Le parole di Obama – che ha dimostrato di conoscere bene, a dire il vero, i cinesi, quando li ha definiti «per niente sentimentali e poco interessati alle astrazioni» – in Cina hanno risvegliato alcuni editorialisti, che immediatamente hanno chiesto al presidente americano di pensare ai «suoi problemi interni», vedi Ferguson, sottolineando come sia stata la politica militare americana a creare i disastri iracheni, così come quelli in Ucraina (seppure via Nato). Va detto infine, che per quanto aggressiva, la politica cinese nel Pacifico, non ha creato – ad ora – alcun conflitto. Al di là di queste scaramucce, la posizione cinese nell’arena internazionale è un tema assai dibattuto a Pechino.
Xi Jinping parlando di «sogno cinese», una volta giunto al potere, sembrava voler invertire quel basso profilo tenuto da Hu Jintao nel decennio precedente.

Parlando ad esempio di «nuova relazione tra grandi potenze», a proposito degli Usa, il neo presidente sembrava voler uscire da quell’assertività internazionale che in tanti hanno sempre criticato. La realtà – però – dimostra che la Cina a livello internazionale, si muove spinta da valutazioni che riguardano la sua politica interna. Anche perché Pechino sa bene che una sua sistemazione stabile – politica e non solo (anche più di quella attuale)- accanto alla Russia, potrebbe finire per aver ripercussioni rilevanti, mettendo in crisi relazioni economiche con Europa e Stati uniti.

Pechino, quindi, concepisce la sua posizione internazionale come una necessaria «prova» da consumato equilibrista. Xi Jinping deve gestire alcuni nodi, che sono considerati prioritari: in primo luogo la stabilità economica e politica interna. Il quarto Plenum del Partito è stato anticipato ad ottobre (era previsto a novembre) perché dovrà discutere dello «stato di diritto» e valutare le riforme economiche del nuovo corso. La Cina dunque ha bisogno di stabilità internazionale, per dedicarsi al complicato e delicato passaggio interno: limitare le attività statali, liberalizzare settori economici, frenare la corruzione dilagante. Fosse per il Pcc, tutto il mondo potrebbe anche fermarsi.

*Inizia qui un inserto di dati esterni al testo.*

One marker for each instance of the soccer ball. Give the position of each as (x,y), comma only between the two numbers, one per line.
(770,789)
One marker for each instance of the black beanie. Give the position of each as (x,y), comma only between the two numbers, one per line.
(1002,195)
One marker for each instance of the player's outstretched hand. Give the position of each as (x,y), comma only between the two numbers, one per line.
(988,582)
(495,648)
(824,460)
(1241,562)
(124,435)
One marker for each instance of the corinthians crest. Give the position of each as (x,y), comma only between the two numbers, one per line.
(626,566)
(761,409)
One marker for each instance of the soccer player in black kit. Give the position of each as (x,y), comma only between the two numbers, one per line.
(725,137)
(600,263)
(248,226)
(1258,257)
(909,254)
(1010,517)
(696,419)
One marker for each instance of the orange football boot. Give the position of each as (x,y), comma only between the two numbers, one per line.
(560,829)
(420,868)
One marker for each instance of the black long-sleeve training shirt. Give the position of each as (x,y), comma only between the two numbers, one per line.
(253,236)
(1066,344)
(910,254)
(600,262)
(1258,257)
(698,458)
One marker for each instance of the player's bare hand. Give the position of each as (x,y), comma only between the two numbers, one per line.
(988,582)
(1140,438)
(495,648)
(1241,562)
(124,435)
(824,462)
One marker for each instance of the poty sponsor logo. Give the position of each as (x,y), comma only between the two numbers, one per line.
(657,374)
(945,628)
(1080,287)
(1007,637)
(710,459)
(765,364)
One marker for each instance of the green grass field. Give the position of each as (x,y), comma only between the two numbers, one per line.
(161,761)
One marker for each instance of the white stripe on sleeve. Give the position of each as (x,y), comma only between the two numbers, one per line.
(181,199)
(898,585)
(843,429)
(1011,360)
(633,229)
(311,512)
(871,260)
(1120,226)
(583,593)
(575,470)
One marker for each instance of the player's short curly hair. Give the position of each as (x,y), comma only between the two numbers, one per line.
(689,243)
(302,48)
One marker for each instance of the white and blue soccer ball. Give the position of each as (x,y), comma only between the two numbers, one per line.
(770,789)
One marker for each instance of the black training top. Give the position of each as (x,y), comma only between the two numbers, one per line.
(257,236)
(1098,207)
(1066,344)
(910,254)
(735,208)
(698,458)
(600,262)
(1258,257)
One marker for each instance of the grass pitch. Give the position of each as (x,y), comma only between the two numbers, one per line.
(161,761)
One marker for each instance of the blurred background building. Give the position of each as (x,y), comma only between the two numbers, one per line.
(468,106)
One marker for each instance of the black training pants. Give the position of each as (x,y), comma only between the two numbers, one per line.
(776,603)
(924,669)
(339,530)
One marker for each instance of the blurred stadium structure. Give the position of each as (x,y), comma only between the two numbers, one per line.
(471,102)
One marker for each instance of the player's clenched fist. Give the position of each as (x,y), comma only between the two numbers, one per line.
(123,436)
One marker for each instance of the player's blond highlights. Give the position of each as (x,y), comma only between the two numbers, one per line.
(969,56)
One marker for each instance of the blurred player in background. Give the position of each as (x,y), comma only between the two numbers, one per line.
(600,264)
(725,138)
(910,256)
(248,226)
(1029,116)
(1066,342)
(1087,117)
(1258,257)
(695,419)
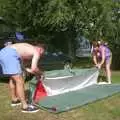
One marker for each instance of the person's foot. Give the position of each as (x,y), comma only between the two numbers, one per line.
(15,103)
(30,109)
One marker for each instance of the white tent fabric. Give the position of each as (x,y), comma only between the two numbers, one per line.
(59,83)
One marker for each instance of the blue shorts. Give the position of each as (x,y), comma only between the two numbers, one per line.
(10,61)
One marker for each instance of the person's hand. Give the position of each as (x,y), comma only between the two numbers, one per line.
(36,71)
(98,66)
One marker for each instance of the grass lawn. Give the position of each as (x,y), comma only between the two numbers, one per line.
(105,109)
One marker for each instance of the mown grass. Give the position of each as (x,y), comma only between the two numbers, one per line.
(105,109)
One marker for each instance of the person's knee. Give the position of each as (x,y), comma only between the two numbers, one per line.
(18,79)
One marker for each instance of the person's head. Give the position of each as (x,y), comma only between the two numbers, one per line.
(41,48)
(95,45)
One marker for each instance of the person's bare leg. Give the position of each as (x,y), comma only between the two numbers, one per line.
(108,73)
(12,86)
(20,89)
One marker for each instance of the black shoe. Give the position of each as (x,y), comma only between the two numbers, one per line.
(30,109)
(15,103)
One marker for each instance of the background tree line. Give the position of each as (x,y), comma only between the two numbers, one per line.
(59,21)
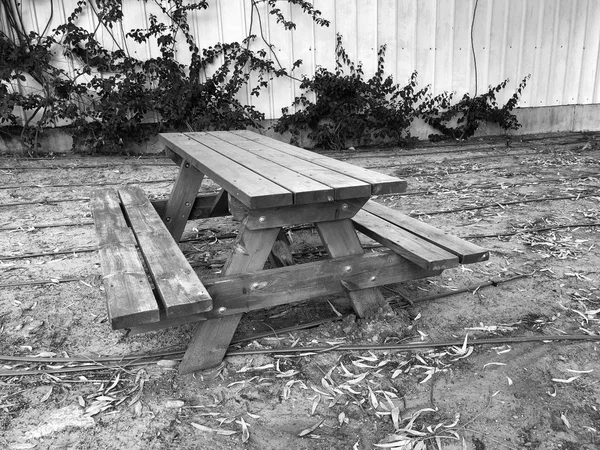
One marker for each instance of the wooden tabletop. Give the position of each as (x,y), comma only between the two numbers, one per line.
(262,172)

Ci sono poi questioni pratiche: in Iraq la Cina ha investito molto, ma lo ha fatto soprattutto nelle zone che in questo momento non sono toccate dallo scontro tra Isis e resto del mondo. Per questo Pechino nicchia, a meno che i jihadisti non finiscano per entrare in rotta di collaborazione con l’indipendentismo uighuro, nel nord est del paese. In quel caso la tattica cinese potrebbe cambiare. In Ucraina il discorso è ben diverso, ma è sempre mosso principalmente da questioni interne. L’esigenza di gas al prezzo migliore, ha spinto la Cina a stringere i tempi con Putin, cui conveniva la chiusura dello storico accordo sul gas, anche per farne una leva in funzione anti europea.

L’avvicinamento tra Mosca e Pechino, però, è solo tattico; ora come ora, non può essere altrimenti.